Slow organic matter is the third form and it is somewhere in between active and passive organic matter. It consists primarily of detritus, which is a mixture of non-living particulate organic material and attached microorganisms which act as decomposers. Slow soil organic matter is somewhat resistant to decay and may take several years to a few decades to completely break down.
Both active and slow organic matter contribute greatly to soil fertility because their breakdown results in the release of plant nutrients.
According to Eddie Funderburg, a soil and crop consultant with Noble Research Institute in Ardmore, OK, three important physical benefits from organic matter are water-holding capacity, soil structure aggregation and erosion prevention.
Organic matter has excellent water-holding capacity, says Funderburg. As a matter of fact, it has the ability to absorb and hold up to 90 percent of its weight in water, which it subsequently releases back into the surrounding plant roots.

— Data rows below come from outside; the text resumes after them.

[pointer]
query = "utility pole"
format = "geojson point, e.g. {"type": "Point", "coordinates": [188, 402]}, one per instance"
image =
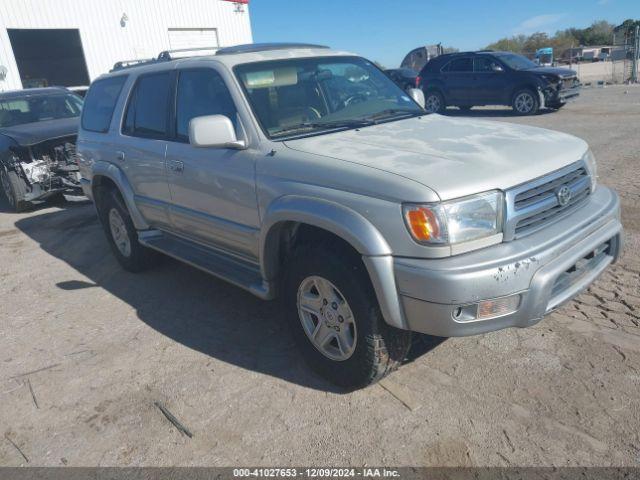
{"type": "Point", "coordinates": [636, 55]}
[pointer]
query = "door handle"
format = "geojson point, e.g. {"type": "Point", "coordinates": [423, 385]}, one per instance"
{"type": "Point", "coordinates": [176, 166]}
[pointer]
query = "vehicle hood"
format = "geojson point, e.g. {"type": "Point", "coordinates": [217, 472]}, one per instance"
{"type": "Point", "coordinates": [452, 156]}
{"type": "Point", "coordinates": [32, 133]}
{"type": "Point", "coordinates": [560, 72]}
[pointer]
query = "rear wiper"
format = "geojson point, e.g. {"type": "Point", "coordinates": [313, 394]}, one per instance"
{"type": "Point", "coordinates": [307, 126]}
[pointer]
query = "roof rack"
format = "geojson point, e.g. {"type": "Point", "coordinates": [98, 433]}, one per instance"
{"type": "Point", "coordinates": [167, 55]}
{"type": "Point", "coordinates": [264, 47]}
{"type": "Point", "coordinates": [164, 56]}
{"type": "Point", "coordinates": [132, 63]}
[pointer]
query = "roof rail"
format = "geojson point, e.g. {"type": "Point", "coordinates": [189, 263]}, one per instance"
{"type": "Point", "coordinates": [166, 54]}
{"type": "Point", "coordinates": [132, 63]}
{"type": "Point", "coordinates": [264, 47]}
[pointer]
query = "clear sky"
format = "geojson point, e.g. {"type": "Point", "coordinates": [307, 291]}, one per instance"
{"type": "Point", "coordinates": [387, 30]}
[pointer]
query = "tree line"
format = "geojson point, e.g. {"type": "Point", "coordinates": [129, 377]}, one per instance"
{"type": "Point", "coordinates": [600, 32]}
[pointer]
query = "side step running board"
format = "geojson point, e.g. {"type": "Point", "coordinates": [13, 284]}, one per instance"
{"type": "Point", "coordinates": [233, 270]}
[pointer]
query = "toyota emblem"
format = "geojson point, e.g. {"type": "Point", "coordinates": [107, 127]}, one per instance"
{"type": "Point", "coordinates": [564, 196]}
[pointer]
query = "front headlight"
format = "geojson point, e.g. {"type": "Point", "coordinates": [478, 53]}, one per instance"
{"type": "Point", "coordinates": [455, 221]}
{"type": "Point", "coordinates": [590, 160]}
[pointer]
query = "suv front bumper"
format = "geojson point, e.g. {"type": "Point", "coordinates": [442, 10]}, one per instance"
{"type": "Point", "coordinates": [546, 269]}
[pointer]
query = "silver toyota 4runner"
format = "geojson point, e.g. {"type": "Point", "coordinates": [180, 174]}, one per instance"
{"type": "Point", "coordinates": [303, 173]}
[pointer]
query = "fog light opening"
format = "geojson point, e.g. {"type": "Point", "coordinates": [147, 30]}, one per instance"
{"type": "Point", "coordinates": [498, 307]}
{"type": "Point", "coordinates": [486, 309]}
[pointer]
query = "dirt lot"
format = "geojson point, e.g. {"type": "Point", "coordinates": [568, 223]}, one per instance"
{"type": "Point", "coordinates": [86, 350]}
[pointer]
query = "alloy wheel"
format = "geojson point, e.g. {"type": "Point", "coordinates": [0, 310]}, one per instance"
{"type": "Point", "coordinates": [119, 233]}
{"type": "Point", "coordinates": [524, 102]}
{"type": "Point", "coordinates": [432, 104]}
{"type": "Point", "coordinates": [326, 318]}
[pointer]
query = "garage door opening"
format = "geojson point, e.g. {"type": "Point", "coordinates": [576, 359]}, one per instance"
{"type": "Point", "coordinates": [48, 57]}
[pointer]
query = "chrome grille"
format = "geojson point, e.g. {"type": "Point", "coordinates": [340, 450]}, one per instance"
{"type": "Point", "coordinates": [535, 204]}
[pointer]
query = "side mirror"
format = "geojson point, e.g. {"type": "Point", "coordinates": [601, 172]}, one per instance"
{"type": "Point", "coordinates": [214, 131]}
{"type": "Point", "coordinates": [417, 95]}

Funderburg goes on to say organic matter causes soil to clump and form soil aggregates which further help to improve soil structure. With better soil structure, the infiltration of water through the soil improves significantly, which in turn improves the soil’s ability to take up and hold water.
Erosion prevention is a property of organic matter that is not widely known about, says Funderburg. He points to data used in the universal soil loss equation, which indicates that increasing soil organic matter even as little as one to three percent can reduce erosion 20 to 33 percent because of increased water infiltration and stable soil aggregate formation caused by organic matter.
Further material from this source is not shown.